Friday, September 1, 2017

Mediating Me

In my current graduate class, I'm teaching students how to mediate.

The mediation table is hands-down one of my favorite places.

I don't know why, but I've always felt really comfortable sitting with other people while they're swimming in conflict...in fact the more adversity, the sweeter the opportunity to find common ground.

There's nothing more satisfying than bearing witness to two people finally hearing each other-- honoring their contribution to past hurt while rallying together for future hope.   

But when it comes to navigating difference in my personal relationships, I'm a mess.  Fairly conflict avoidant, it's gut-wrenchingly painful when I feel like I've wounded another.  Instead of going toe-to-toe, I'd rather tell you that I'm sorry and buy you a coffee.  Doesn't an Americano solve all the world's problems?

We know this isn't how the real world works.  When feelings are hurt, it takes time and a willingness to sit in the unknown, which I fucking hate. 

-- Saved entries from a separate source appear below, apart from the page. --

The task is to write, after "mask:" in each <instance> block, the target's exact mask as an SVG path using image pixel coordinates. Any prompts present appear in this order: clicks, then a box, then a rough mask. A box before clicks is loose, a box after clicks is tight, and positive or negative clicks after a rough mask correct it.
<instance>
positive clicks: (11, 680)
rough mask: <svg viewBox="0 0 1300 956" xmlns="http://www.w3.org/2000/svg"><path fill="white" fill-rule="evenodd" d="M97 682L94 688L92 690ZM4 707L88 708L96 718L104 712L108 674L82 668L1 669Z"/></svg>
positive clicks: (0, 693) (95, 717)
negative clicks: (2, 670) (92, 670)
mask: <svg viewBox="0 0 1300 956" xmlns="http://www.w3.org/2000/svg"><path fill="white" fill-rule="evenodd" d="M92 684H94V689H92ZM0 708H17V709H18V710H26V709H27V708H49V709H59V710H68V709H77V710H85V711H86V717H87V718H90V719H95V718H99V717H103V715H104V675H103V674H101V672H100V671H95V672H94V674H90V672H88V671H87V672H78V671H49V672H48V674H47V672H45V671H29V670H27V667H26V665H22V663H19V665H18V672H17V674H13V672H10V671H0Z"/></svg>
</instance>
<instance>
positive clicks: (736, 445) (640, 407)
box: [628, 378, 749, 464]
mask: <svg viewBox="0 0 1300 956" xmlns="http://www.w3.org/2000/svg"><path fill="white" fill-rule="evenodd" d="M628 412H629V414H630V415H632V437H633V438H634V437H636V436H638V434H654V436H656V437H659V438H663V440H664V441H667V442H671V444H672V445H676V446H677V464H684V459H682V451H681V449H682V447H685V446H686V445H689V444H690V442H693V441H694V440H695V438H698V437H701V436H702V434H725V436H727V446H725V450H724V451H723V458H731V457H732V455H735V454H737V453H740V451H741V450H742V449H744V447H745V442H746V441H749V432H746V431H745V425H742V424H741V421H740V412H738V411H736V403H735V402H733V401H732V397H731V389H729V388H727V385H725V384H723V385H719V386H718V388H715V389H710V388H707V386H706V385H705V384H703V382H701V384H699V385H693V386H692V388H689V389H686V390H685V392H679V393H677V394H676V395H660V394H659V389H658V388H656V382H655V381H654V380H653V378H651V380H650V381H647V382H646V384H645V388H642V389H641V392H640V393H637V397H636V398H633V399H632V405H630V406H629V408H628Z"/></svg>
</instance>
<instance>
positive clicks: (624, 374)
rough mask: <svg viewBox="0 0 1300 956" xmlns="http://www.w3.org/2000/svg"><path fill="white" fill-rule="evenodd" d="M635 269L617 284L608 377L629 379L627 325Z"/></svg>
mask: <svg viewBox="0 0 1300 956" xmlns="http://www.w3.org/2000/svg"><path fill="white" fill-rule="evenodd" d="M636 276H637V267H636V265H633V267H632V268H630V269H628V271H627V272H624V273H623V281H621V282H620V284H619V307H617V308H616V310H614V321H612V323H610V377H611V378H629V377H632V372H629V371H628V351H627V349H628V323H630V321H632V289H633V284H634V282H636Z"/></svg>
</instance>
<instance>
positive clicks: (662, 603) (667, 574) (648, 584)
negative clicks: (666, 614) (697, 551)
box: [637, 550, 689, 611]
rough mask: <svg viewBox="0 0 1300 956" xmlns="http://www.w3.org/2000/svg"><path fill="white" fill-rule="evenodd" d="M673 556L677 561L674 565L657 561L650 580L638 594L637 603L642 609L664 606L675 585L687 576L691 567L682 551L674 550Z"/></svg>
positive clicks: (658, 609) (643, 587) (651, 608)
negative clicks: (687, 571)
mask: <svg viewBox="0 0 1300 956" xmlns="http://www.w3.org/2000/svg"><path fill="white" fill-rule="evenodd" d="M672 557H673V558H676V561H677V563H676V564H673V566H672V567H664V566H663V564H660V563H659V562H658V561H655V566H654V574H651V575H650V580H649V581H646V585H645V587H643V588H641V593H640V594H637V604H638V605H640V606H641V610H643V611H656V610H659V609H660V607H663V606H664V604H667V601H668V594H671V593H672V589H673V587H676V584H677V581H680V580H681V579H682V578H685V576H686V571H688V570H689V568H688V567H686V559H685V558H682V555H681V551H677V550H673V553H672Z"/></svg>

I yearn to be my husband who just says, "It is what it is.  No sense being mired in speculation.  It will unfold as it should.  Go about your life."  Ugh.  No, the situation requires analysis.  What did I do?  What did he do?  What could we have done differently?  How can I approach a resolution?

All of which brings me back to my mediation training.  In the role of the mediator, we are called to be third party neutrals--impartial, unbiased facilitators--who guide a process and engage the issues, interests and feelings of the other to potentially move toward a third side and find common ground. 

Whether you're an educator, a business owner, a parent, a plumber or a fill in the blank...the reality is that none of us are inherently neutral.  We are all vulnerable, flawed, frail human beings just trying not to scream terrible obscenities (while chauffeuring our children) when some stupid-ass can't properly merge onto the interstate.

So, as I sit and stare at Friday and the end of the second week of school, I'm mindful that much like brushing your teeth or taking a shower, we should all have an internal mediator.  You know, like a little guy/girl on your shoulder that says, "Calm down, crazy lady.  Breathe.  It's not as bad as it seems.  You don't have to have all of the answers.  Yelling really doesn't solve much.  How can you let go of the unknown, the judgement, the mean commentary in your head and just be in the here and now?  What might that look like?"

I rather like a mediator angel on my shoulder, helping me to mitigate the fucked up voices of doubt, uncertainty, fear and vulnerability in my head.

I'm going to figure out how to pay myself to mediate me...unless you have another unbiased party ready and willing?